More likely, something is causing your idle speed to drop. And when you put the truck in gear, which puts an additional load or “demand” on the engine, the idle speed drops a little bit more and the truck stalls.
I’d check the operation of your idle air control. When you use a major accessory like the AC – one that also places a big demand on the engine – the computer is supposed to tell the idle air control to boost up the idle speed to prevent it from dropping too low and stalling. It’s like stepping on the gas pedal a little bit.
Your idle air control may not be working the way it’s supposed to when the AC is on. It could just be dirty.
Even more likely, though, is that you have a vacuum leak. Vacuum leaks are very common on older cars and would also cause the idle speed to drop. Since it seems to happen only when you shift into reverse, it could be related to how the engine twists when you put the truck in reverse.

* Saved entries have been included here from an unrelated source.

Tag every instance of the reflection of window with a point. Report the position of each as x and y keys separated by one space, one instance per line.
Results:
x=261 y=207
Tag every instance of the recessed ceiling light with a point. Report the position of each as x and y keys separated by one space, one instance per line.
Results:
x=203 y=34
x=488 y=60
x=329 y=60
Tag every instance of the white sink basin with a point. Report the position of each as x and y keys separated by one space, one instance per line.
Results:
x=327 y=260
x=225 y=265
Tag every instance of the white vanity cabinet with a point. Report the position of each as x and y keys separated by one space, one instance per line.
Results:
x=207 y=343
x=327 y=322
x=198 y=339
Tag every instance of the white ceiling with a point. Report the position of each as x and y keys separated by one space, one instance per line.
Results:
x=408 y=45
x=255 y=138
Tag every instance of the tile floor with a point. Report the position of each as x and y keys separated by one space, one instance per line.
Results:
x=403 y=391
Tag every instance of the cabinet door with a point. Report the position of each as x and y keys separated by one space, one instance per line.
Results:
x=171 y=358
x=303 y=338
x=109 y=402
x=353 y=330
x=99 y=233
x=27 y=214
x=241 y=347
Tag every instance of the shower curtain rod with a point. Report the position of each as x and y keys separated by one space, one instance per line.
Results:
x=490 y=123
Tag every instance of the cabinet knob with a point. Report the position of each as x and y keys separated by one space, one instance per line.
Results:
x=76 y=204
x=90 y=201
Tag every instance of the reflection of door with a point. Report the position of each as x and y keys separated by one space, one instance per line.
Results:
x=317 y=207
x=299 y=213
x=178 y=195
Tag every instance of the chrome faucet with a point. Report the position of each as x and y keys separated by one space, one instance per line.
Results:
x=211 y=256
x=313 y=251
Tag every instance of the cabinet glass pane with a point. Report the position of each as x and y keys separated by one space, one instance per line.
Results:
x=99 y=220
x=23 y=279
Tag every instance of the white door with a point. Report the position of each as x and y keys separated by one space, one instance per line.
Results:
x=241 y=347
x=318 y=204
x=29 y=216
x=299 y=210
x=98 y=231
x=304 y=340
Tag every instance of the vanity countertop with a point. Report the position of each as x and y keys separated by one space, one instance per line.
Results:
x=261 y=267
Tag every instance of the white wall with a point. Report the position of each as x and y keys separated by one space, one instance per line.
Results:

If you open the hood and watch while someone shifts the truck from park to reverse, you’ll see that the engine actually moves a little bit in one direction. When the truck is shifted from reverse to drive, the engine will move in the opposite direction. While it only moves an inch or two, it can be enough to make a crack in a hose open up more or close down more. That’s what I’d look for.
How do you do that? We’ll have one guy plant his foot on the brakes and put the truck in reverse. And when the engine begins to stumble, we have another guy go around with a wand that’s attached to a cylinder of propane. And that second guy will shoot a very small stream of propane gas around the areas where we suspect a vacuum leak.
When the propane encounters a vacuum leak, it gets sucked into the engine through the leak, and raises the idle speed. So when we hear the engine go faster, bingo, we’ve found the leak.
A vacuum leak could be anywhere, but I’d definitely check the fat, snorkel-like hose that connects the air flow sensor to the throttle body. We’ve seen that hose leak before.
And if that doesn’t work, build your wife a circular driveway, Ronny. Good luck.